In Alberta, the Matrimonial Property Act has been amended and renamed the Family Property Act. The primary purpose of the amendments is to include property acquired by spouses in a non-married relationship as subject to the (rebuttable) presumption of equal division upon termination of the relationship. The Family Property Act has maintained four categories of exempt property which are not divisible upon separation or divorce. They are:
- property owned by one of the spouses prior to the relationship;
- gifts from third parties;
- proceeds of settlement or judgment arising from a tort claim, and
- proceeds of a life insurance policy.
It is important to keep several things in mind. First, any growth in the exempt property is considered to be divisible family property. Second, these exemptions from family property can be diminished or lost over time if not kept in a form that is identifiable or traceable to the exempt property. Third, adding a spouse to title of an exempt asset will effectively reduce the exemption. Finally, the onus on proving the exemption falls on the party claiming the exemption.

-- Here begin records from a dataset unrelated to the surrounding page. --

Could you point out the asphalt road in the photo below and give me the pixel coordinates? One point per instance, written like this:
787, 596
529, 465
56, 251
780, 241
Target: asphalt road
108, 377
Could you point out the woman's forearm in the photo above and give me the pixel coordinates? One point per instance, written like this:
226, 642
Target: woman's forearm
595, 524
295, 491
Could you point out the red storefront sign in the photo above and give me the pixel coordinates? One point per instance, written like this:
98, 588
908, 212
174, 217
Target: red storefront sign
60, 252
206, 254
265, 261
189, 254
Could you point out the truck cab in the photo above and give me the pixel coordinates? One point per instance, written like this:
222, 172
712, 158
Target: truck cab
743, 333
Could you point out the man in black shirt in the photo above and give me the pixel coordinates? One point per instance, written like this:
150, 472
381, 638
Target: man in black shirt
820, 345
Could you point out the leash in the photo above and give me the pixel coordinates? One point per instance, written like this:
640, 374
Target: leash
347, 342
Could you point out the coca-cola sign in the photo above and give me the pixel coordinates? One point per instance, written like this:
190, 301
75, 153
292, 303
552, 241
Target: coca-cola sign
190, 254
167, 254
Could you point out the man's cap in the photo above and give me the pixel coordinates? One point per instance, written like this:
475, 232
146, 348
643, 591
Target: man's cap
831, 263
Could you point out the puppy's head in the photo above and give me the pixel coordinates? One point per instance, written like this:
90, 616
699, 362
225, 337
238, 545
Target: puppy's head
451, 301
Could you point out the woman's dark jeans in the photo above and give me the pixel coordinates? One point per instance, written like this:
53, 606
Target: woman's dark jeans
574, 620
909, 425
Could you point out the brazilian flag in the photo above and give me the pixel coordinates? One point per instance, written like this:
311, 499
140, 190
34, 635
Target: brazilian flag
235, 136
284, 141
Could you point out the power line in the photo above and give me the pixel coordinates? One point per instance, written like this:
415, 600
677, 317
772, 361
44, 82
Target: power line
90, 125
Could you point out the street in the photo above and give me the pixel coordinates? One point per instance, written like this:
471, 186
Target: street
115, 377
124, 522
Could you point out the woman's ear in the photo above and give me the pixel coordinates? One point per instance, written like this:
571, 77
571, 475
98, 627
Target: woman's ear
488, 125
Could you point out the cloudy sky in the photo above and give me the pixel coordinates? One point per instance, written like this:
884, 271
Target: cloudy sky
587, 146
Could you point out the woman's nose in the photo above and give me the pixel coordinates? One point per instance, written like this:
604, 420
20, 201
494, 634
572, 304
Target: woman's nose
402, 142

This becomes a problem, particularly in long term relationships, where an exempt asset has been mixed with a non-exempt asset. For example, if a residence owned prior to the relationship is sold and the equity put into a new jointly owned residence, perhaps multiple times over the course of a relationship, it becomes increasingly difficult to trace the exemption. Likewise, inheritances, settlements from tort claims and life insurance proceeds are frequently used either in full or in part to pay down mortgages and lines of credit, and buy vehicles and furniture, or pay for vacations. As a result, the exemption becomes increasingly difficult to trace and is often lost entirely. Third party gifts are rarely documented as gifts to only one of the parties at the time of receipt. For example, funds received from the parents of one of the parties as a down payment on a house are often documented as a gift to both parties in “gift letter” for purpose of mortgage qualification, thus making it exponentially more difficult to prove the exemption.
The best solution is to enter a cohabitation, pre-marital or post-marital agreement as contemplated by sections 37 and 38 of the Family Property Act, that details what property will or will not be divided upon separation or divorce, including pre-relationship property and the growth in the value of that property, as well as property acquired by either spouse during the relationship.